What happened
Republicans struggle to unite around tax plan
House Republicans this week hammered out the final details of their long-awaited tax reform bill, as tense, round-the-clock negotiations forced the caucus to push back a self-imposed deadline for unveiling the sprawling legislation. Republican tax writers were still haggling over some of the bill’s most contentious details as The Week went to press. The key question confronting lawmakers: how to pay for more than $5 trillion in proposed tax cuts over the next decade—including $2 trillion in corporate tax cuts—when the House budget only allows for $1.5 trillion in lower tax receipts.
To make up for lost revenue, lawmakers have proposed eliminating a host of tax breaks, including deductions for state and local taxes. Faced with an outcry from Republicans in high-tax states such as New Jersey and California, the plan is expected to retain the deduction for local property taxes. Other proposals include lowering the cap on tax-free 401(k) contributions from $18,000 annually to as low as $2,400. Republicans have made other compromises to make the bill more politically palatable, including keeping the top individual income tax rate at 39.6 percent but raising the income threshold to $1 million and phasing in the elimination of the estate tax.
What the columnists said
“The GOP’s tax reform effort is already on the ropes—and the first round hasn’t even started yet,” said Jeff Spross in TheWeek .com. To make their plan work, Republicans need to eliminate $3.5 trillion worth of “deductions, breaks, and other carve-outs” in the tax code—each with its own devoted constituency that will fight to keep it there. And since GOP lawmakers “have decided they don’t want the Democrats involved at all,” they have far less room to maneuver in their quest to get the bill to Trump’s desk. “It’s not at all obvious how Republicans are going to make both the politics and the budget math work in tandem.”

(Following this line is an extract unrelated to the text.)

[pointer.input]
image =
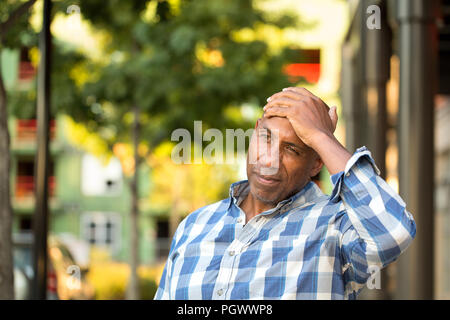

Republicans hope to have a tax bill signed by Christmas. They should shoot for Thanksgiving, said Deroy Murdock in National Review.com. The longer tax reform languishes, the longer lobbyists and lawmakers “will have to nitpick this legislation to death.” It’s unclear “whether Trump will be a reliable asset to sell the plan to wary Republicans,” said Michael Warren in WeeklyStandard .com. The president has already publicly rejected politically unpopular trade-offs like limiting 401(k) contributions. Trump and GOP lawmakers are united in their enthusiasm to cut taxes, but that “won’t be enough to do the political heavy lifting.”
Republicans know they have to pass a bill, any bill, said Josh Barro in BusinessInsider.com. But just like on health care, “they’ve overpromised.” They’ve pledged huge tax cuts for corporations, the middle class, and the wealthy while only increasing the deficit by $1.5 trillion—“an impossible combination.” They’ll have to settle for less. One option is to pass a $1.5 trillion tax cut that reduces taxes slightly across the board. It wouldn’t be the “massive, huge, luxurious, classy reductions in tax rates that Trump wants to brag about.” But at least it would be something.